Doctrine vs. Dogma


#1

What is the difference? How would you explain these to a group of high school students?

Kathy


#2

All Dogma is doctrine, but not all doctrine is dogma: dogma is merely doctrine that has been authoritatively defined by the Church.

Here’s a snippet from the Catholic Encyclopedia’s entry on dogma: “But according to a long-standing usage a dogma is now understood to be a truth appertaining to faith or morals, revealed by God, transmitted from the Apostles in the Scriptures or by tradition, and proposed by the Church for the acceptance of the faithful. It might be described briefly as a revealed truth defined by the Church – but private revelations do not constitute dogmas, and some theologians confine the word defined to doctrines solemnly defined by the pope or by a general council, while a revealed truth becomes a dogma even when proposed by the Church through her ordinary magisterium or teaching office. A dogma therefore implies a twofold relation: to Divine revelation and to the authoritative teaching of the Church.”

Hope that helps. Remember that oftentimes doctrine is only defined when it is challenged and the Church issues a definition in response—that’s why not all doctrine is dogma.


#3

[quote=Sherlock]All Dogma is doctrine, but not all doctrine is dogma: dogma is merely doctrine that has been authoritatively defined by the Church.
[/quote]

However, the glossary of the CCC completely equates the two terms and defines both as “the revealed teachings of Christ which are proclaimed by the fullest extent of the exercise of the authority of the Church’s Magisterium. The faithful are obliged to believe…” (etc.etc.).

DaveBj


#4

Dave,

You’re right—or rather, the CCC is right (of course!).
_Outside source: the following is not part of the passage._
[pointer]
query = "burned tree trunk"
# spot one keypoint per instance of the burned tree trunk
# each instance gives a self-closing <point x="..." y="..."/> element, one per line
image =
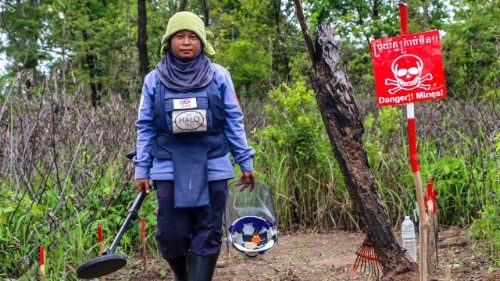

I think the distinction is that there are some obvious doctrines that have never been challenged within the Church, and thus may not have been specifically addressed: for example, that there is a God.


#5

In ‘Pocket catholic dictionary’ by Fr John Hardon S.J. Doctrine is defined as any truth taught by the Church as necessary for acceptance by the Faithful e.g. the Real Presence… What makes it doctrine is that the Church authority teaches that it is to be believed…Dogmas are those doctrines which the Church proposes for belief as formally revealed by God.’